On retrouve dans 1984 certains thèmes de la Ferme des animaux, mais ce roman échappe au genre politique. Il n'est pas une anticipation du développement d'un régime donné, mais, comme Orwell l'écrivit à son éditeur, une parodie des « conséquences intellectuelles du totalitarisme » et, en un certain sens, cet aspect parodique du livre en limite le pessimisme. On pourrait parler à son propos de burlesque noir, comme on dit « humour noir ». L'image du monde que nous donne 1984 n'a, certes, rien de risible, mais le sentiment qui prédomine en nous en le lisant n'est pas celui de la terreur. On y perçoit même un éclair d'optimisme :

« S'il y avait un espoir, se dit Winston, il était chez les prolétaires (...). L'avenir appartenait aux prolétaires. Mais pouvait-on être certain que le monde qu'ils construiraient quand leur heure viendrait, ne serait pas aussi étranger à lui, Winston Smith, que le monde du Parti ? Oui, car ce serait du moins un monde sain. Là où il y a égalité, il peut y avoir santé. Tôt ou tard, la force deviendrait consciente et agirait.

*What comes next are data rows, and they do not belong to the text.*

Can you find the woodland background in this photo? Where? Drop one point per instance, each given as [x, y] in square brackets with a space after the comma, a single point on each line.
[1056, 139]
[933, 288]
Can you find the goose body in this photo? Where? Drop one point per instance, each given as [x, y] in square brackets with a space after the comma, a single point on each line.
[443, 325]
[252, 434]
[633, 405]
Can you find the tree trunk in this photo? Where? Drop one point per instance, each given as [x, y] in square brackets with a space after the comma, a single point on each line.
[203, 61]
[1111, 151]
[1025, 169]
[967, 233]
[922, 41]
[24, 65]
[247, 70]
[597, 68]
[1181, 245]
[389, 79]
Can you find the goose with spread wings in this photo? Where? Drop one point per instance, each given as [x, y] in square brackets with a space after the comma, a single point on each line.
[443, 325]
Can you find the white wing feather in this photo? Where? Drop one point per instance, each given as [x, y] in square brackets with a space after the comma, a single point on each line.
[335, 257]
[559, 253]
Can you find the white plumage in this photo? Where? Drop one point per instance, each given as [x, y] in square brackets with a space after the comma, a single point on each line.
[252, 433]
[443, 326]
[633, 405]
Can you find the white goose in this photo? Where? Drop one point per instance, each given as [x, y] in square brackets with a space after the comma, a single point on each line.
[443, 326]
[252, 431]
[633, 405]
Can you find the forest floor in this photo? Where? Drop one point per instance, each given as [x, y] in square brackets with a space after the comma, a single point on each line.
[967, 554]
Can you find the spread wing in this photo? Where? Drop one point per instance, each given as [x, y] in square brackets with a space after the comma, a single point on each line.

Les prolétaires étaient immortels (...) ».

Le petit bourgeois socialiste respectueux de la vieille Angleterre s'en remet désormais au prolétariat comme force de libération, avec bien des conditionnels, un messianisme et une poésie qu'il est difficile de concrétiser et qui ont tout le vague des épanchements humanitaires et progressistes du XIXe siècle, en quoi, évoquant un avenir possible, il redevient un être du passé au discours utopique. Mais, après tout, nous ne sommes qu'en 1984 !

 

Jacques Charpier

Poète et essayiste français, Jacques Charpier est actuellement directeur littéraire dans une maison d'édition parisienne. Il a travaillé à la radio et a enseigné à Bryn Mawr College, aux Etats-Unis. Il est l'auteur de nombreux ouvrages, notamment Paysage du salut, Le fer et le laurier, Paul Valéry, Villon et Saint-John Perse.